In 2014, Bledsoe appeared in the Instant Mom episode "Not Your Mother's Day" in which she reprised her role as Vanessa Huxtable. In July 2019 Bledsoe appeared in the Netflix show Family Reunion episode 10 "Remember When Our Boys Became Men?".

==Filmography==

Film
| Year | Title | Role | Notes |
| 1987 | Looking Good! | Herself | Exercise Video |
| 1988 | Dance til' Dawn | Margaret |  |
| 1998 | Johnny B Good |  |  |
| 2003 | BachelorMan | Janey |  |
| 2010 | N-Secure | Jill |  |
| 2012 | ParaNorman | Sheriff Hooper | Voice |
| 2018 | Jingle Belle | Jackie |  |

Television
| Year | Title | Role | Notes |
| 1984–1992 | The Cosby Show | Vanessa Huxtable | Main role – 157 episodes |
| 1985 | NBC Special Treat | Herself / Interviewee | Season 9 episode 4: "Kids Just Kids" |
| Andy Williams and the NBC Kids Search for Santa | Herself | Christmas special |
| One to Grow On | Herself | Episode: "Making Money" |
| 1986 | Sesame Street | Herself | Recurring Guest |
| 1986–1988 | Hollywood Squares | Herself / Panelist | 2 episodes |
| 1986–1994 | ABC Afterschool Special | Grace Williams / Herself | 3 episodes |
| 1988 | Dance 'til Dawn | Margaret | TV movie |
| Monsters | Dottie | Season 1 episode 5: "My Zombie Lover" |
| 1989 | A Different World | Vanessa Huxtable | Season 2 episode 13: "Risky Business" |
| Dream Date | Danni Fairview | TV movie |
| 1990 | The Earth Day Special | Vanessa Huxtable |
| 1995 | The Fresh Prince of Bel-Air | Herself | Season 5 episode 25: "For Whom the Wedding Bells Toll" |
| 1995–1996 | The Tempestt Bledsoe Show | Host | Also known as Tempestt |
| 1997 | Jenny | Kaylene | Episode 5: "A Girl's Gotta Live in the Real World" |
| 1998 | The Practice | Roberta Baylor | 3 episodes |
| 1999 | The Parkers | Neena Davis | Season 1 episode 9: "And the Band Plays On" |
| Santa and Pete | Maria Dangola | TV movie |
| 2000 | The Expendables | Tanika | TV movie |
| 2001 | Fire & Ice | Pam Moore | TV movie |
| 2002 | The Cosby Show: A Look Back | Herself / Vanessa Huxtable |  |
| 2003 | Pet Star | Herself / Celebrity Judge | 3 episodes |
| 2004 | Rock Me Baby | Chloe | Episode 13: "Pretty Baby" |
| 2005 | Strong Medicine |  | Season 6 episode 3: "Clinical Risk" |
| 2006 | South of Nowhere | Cecily | 3 episodes |
| 2008 | Husband for Hire | Nina | TV movie |
| Raising the Bar | Camilla Hansen | Season 1 episode 7: "A Leg to Stand On" |
| 2008–2009 | The Replacements | Abbey / Claudia / Abbey-clone | Voice 21 episodes Replaced Erica Hubbard for season 2 |
| 2009 | Househusbands of Hollywood | Herself | 9 episodes |
| 2009 | The Wishing Well | Enid | Aired in the United Kingdom in 2009 and the United States in 2010 |
| 2010–2011 | Clean House | Host | 12 episodes |
| 2011 | Vietnam in HD | Elizabeth Allen | Also known as Vietnam Lost Films 6 episodes |
| 2012–2013 | Guys with Kids | Marny |  |
| 2014 | Instant Mom | Vanessa Huxtable | Season 1 episode 20: "Not Your Mother's Day" |
| 2019 | Family Reunion | Katrina | Episode 10: "Remember When Our Boys Became Men?" |

==Personal life==
Bledsoe earned a bachelor's degree in finance from New York University.
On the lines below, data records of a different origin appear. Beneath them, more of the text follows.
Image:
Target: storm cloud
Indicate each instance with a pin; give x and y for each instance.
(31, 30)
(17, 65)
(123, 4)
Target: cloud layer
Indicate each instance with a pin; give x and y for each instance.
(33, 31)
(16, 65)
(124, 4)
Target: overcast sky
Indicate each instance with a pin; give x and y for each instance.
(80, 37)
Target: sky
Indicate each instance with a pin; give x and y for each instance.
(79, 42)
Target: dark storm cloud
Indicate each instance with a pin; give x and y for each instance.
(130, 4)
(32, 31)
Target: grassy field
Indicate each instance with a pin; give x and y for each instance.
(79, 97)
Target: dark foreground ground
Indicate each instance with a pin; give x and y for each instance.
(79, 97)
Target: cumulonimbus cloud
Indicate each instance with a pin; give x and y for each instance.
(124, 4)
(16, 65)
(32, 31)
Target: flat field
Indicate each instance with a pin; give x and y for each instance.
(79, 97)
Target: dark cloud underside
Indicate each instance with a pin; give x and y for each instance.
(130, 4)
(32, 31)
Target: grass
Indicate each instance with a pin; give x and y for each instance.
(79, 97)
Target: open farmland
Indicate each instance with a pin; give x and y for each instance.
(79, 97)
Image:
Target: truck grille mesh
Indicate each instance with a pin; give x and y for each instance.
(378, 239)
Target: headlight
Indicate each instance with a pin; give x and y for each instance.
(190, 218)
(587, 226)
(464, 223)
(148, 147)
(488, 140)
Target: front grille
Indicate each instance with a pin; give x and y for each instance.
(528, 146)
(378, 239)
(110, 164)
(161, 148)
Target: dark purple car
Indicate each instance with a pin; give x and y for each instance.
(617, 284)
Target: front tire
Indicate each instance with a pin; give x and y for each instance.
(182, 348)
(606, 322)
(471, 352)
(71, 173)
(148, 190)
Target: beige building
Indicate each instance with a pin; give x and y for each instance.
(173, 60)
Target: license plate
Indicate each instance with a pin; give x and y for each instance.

Since 1993 she has been in a relationship with actor Darryl M. Bell, who co-starred in the NBC TV comedy A Different World, a spinoff of The Cosby Show. The couple appeared together in the Fox Reality Channel series Househusbands of Hollywood, which debuted August 2009. Bledsoe is a vegetarian.